I have been reading a novel for the past few weeks, some fiction to serve as escapism from the dry nonfiction of my everyday life. This book, Kissing in Manhattan, I have been trying to figure out if I love it or hate it ~~ much like we do in our relationships in real life. I would read one chapter and become infatuated with the characters or pseudo-plot or writing, then in the next chapter, decide that the new, misogynistic, character was a deal breaker and so want to dump the book entirely....until I reached the ending of that chapter which helped me understand the utter neurosis of the character, and I was in love again. Each chapter is like a mini-novel, focusing on a character or set of characters, which somehow all make sense in the end. The beauty of the book, as in life, is that JUST as I reached a point where I loved the chapter and wanted more from that character, poof, it ended and the writer moved on to the next chapter, a new character! Ai, like in life. I got frustrated, upset. I put the book down and tried to "cheat on it" by trying to read another....but the book called me back and I finished it sometime yesterday . . . and today the ending hit me like that cliché, the ton of bricks. The final words in the book (and don't worry this will not ruin the story for you) are "I do." It's not even remotely what you think it is. The plot gets so complex at one point, that I was surprised we reached an ending at all. But today I realized that, given the "theme" of the book (a chaotic mess of love-hungry urbanites chasing love, lust, and life through Manhattan), the final words were brilliant, especially because they don't come up at all like you would imagine. Now you have to read it, right? The chapter entitled, "The Smoker" is one of my favorites ~ some of the characters are brilliant. Some chapters are hilarious, others jarringly sad and lonely, yet others wickedly confusing ~ but all are intriguing, and each ending seduces you into moving forward to the next chapter. One part of you ends, but the rest wants to keep moving forward.
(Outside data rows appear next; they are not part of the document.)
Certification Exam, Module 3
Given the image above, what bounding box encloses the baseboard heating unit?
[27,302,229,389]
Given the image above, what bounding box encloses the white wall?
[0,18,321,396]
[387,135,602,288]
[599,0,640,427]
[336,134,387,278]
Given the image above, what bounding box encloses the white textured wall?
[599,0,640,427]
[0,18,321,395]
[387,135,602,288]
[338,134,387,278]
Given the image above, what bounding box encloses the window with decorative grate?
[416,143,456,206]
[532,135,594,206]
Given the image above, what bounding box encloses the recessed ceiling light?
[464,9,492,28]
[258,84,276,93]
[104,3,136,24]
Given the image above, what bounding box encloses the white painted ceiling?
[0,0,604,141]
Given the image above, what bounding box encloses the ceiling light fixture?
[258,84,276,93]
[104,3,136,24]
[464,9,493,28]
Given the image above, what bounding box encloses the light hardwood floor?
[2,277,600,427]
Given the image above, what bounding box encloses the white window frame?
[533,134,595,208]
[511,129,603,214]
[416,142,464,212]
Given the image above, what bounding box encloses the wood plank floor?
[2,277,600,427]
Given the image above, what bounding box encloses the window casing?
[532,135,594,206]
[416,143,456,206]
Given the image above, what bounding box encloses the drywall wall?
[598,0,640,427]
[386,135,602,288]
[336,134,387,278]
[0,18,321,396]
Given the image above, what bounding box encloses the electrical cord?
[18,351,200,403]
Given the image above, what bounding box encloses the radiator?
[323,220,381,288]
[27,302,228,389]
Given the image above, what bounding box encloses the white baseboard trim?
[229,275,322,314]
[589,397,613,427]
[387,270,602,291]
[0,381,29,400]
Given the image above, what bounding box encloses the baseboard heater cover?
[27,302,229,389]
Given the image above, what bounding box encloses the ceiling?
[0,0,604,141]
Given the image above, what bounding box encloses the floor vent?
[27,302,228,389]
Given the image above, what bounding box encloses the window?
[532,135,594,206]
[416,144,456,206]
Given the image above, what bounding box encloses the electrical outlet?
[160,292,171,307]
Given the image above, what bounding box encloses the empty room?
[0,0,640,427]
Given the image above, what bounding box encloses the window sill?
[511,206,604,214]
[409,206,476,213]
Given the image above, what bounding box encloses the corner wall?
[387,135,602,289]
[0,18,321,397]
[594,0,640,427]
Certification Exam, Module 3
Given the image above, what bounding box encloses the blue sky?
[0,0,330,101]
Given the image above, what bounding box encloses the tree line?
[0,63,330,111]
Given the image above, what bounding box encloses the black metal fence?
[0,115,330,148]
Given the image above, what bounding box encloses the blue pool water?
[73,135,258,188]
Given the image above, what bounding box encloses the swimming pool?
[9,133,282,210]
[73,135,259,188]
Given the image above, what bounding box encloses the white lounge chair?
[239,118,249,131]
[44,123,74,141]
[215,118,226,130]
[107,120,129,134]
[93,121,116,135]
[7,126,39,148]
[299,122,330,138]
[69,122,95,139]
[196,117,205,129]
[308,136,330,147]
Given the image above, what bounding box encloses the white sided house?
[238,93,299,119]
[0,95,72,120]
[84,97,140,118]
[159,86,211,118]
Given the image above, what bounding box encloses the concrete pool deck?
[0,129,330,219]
Shouldn't life be like that? Is it? There is a line I love in the book: "He sat, and breathed, and felt the way his limbs and muscles came together to make him who he was." And when you read who sat where and why, well, that line becomes poignant . . . personal. What makes you who you are? What history coarses through your veins, what loss and hope and remorse fill your lungs, what memories make your muscles ache?
Sprinkled throughout the story, healthy helpings of chaos helped me make sense of the characters ~ again, isn't life like that? I want a healthy helping of helplessness to make me stronger, to clarify and solidify the image forming in front of me, inside of me. And the book makes so much sense to me now ~ but it might be April 2005 before 2004 makes sense to me . . . and so I wait ~ and leave you with another highlight from Winn's article:
Endings define and disappoint, gratify and frustrate. They confer meaning and confirm the structure of what's come before -- in a movie, a sonata, a work of fiction. But they also kill off pleasure, snap us out of the dream and clamp down order on experience that we, as citizens of the modern world, believe to be open-ended, ambiguous and unresolved. It's a delicious paradox.